In reality the end of the Heptarchy was a gradual process. The 9th century Viking raids that led to the establishment of a Danish-controlled enclave at York, and ultimately to the Danelaw, gained considerable advantage from the petty rivalries between the old kingdoms. The need to unite against the common enemy was recognised, so that by the time Alfred of Wessex resisted the Danes in the late 9th century, he did so essentially as the leader of an Anglo-Saxon nation. Successive kings of Wessex (and especially Athelstan) progressively reinforced the English unitary state, until the old constituent kingdoms in effect became irrelevant.

Recent research has revealed that some of the Heptarchy kingdoms (notably Essex and Sussex) did not achieve the same status as the others. Conversely, there also existed alongside the seven kingdoms a number of other political divisions which played a more significant role than previously thought.
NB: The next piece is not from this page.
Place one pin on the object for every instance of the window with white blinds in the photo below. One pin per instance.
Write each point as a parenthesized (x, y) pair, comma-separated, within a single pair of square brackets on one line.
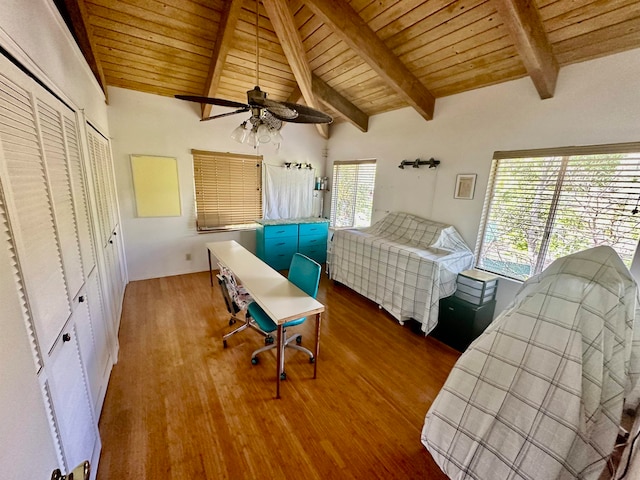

Such were the kingdoms (or sub-kingdoms) of: Bernicia and Deira within Northumbria; Lindsey in present-day Lincolnshire; the Hwicce in the southwest Midlands; the Magonsæte or Magonset, a sub-kingdom of Mercia in what is now Herefordshire; the Wihtwara, a Jutish kingdom on the Isle of Wight, originally as important as the Cantwara of Kent; the Middle Angles, a group of tribes based around modern Leicestershire, later conquered by the Mercians; the Hæstingas (around the town of Hastings in Sussex); and the Gewissæ, a Saxon tribe in what is now southern Hampshire later developing into the kingdom of Wessex.
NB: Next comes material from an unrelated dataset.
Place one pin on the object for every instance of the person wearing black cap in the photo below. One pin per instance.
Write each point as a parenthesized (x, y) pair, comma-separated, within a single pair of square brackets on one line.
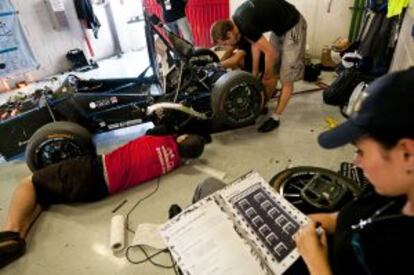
[(374, 234)]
Certainly the term Heptarchy has been considered unsatisfactory since the early 20th century, and many professional historians no longer use it, feeling that it does not accurately describe the period to which it refers. However, it is still sometimes used as a label of convenience for a phase in the development of England.

http://en.wikipedia.org/wiki/Anglo-Saxon_Heptarchy

DANELAW:

The Danelaw, as recorded in the Anglo-Saxon Chronicle (also known as the Danelagh; Old English: Dena lagu; Danish: Danelov), is a historical name given to the part of Great Britain in which the laws of the "Danes"[1] dominated those of the Anglo-Saxons. The part of Great Britain that was part of the Danelaw is now northern and eastern England. The origins of the Danelaw arose from the Viking expansion of the 9th century, although the term was not used to describe a geographic area until the 11th century. With the increase in population and productivity in Scandinavia, Viking warriors sought treasure and glory in nearby Britain.
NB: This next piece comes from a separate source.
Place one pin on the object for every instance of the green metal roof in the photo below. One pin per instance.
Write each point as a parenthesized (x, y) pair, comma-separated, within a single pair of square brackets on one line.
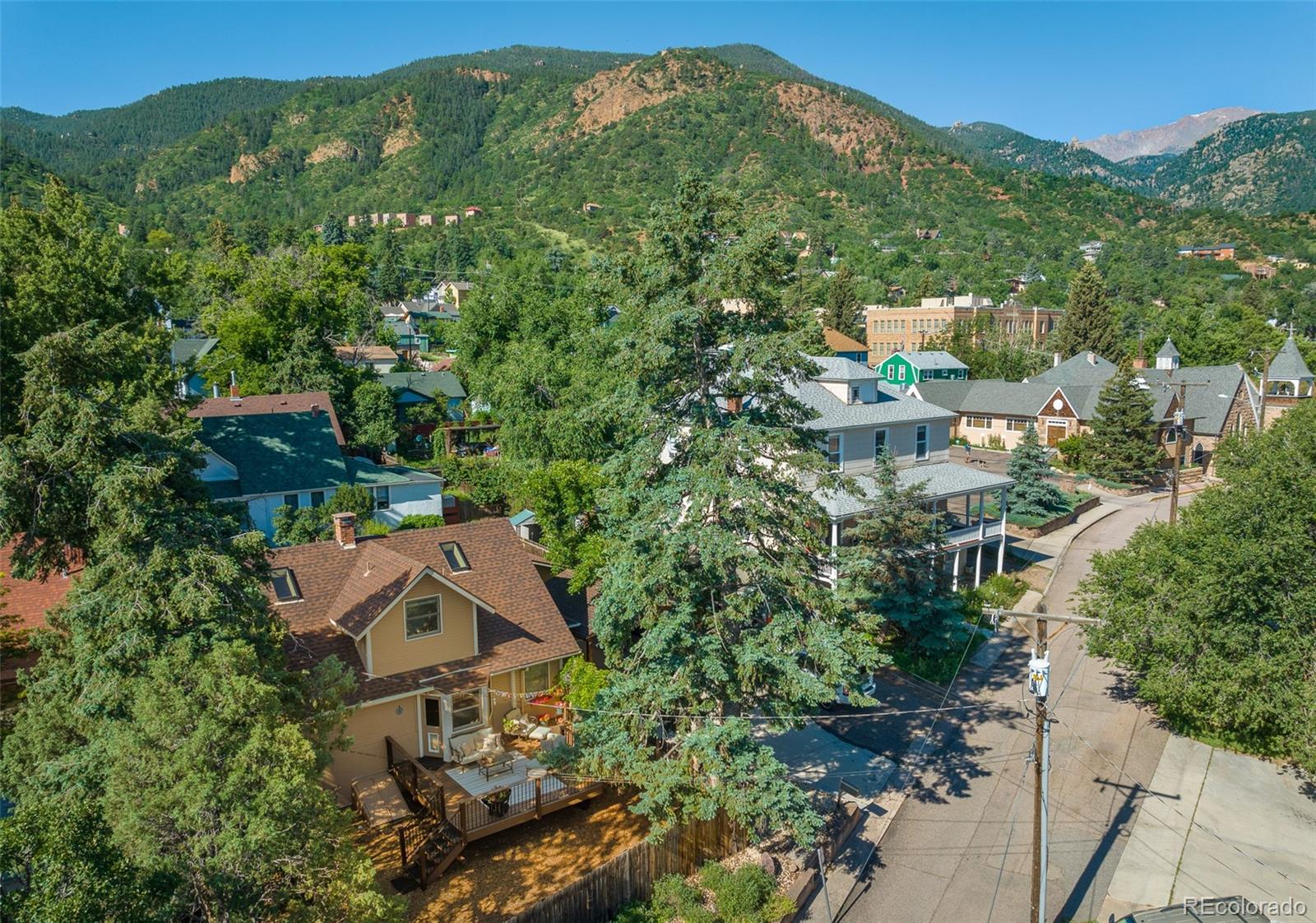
[(276, 453)]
Danelaw is also used to describe the set of legal terms and definitions created in the treaties between the English king, Alfred the Great, and the Danish warlord, Guthrum the Old, written following Guthrum's defeat at the Battle of Ethandun in 878. In 886, the Treaty of Alfred and Guthrum was formalised, defining the boundaries of their kingdoms, with provisions for peaceful relations between the English and the Vikings.

The Danish laws held sway in the Kingdom of Northumbria and Kingdom of East Anglia, and the lands of the Five Boroughs of Leicester, Nottingham, Derby, Stamford and Lincoln.

The prosperity of the Danelaw, especially Jórvík (York), led to its becoming a target for later Viking raiders. Conflict with Wessex and Mercia sapped the strength of the Danelaw. The waning of its military power together with the Viking onslaughts led to its submission to Edward the Elder in return for protection. It was to be part of his Kingdom of England, and a province of Denmark no longer, as the English laid final claim to it.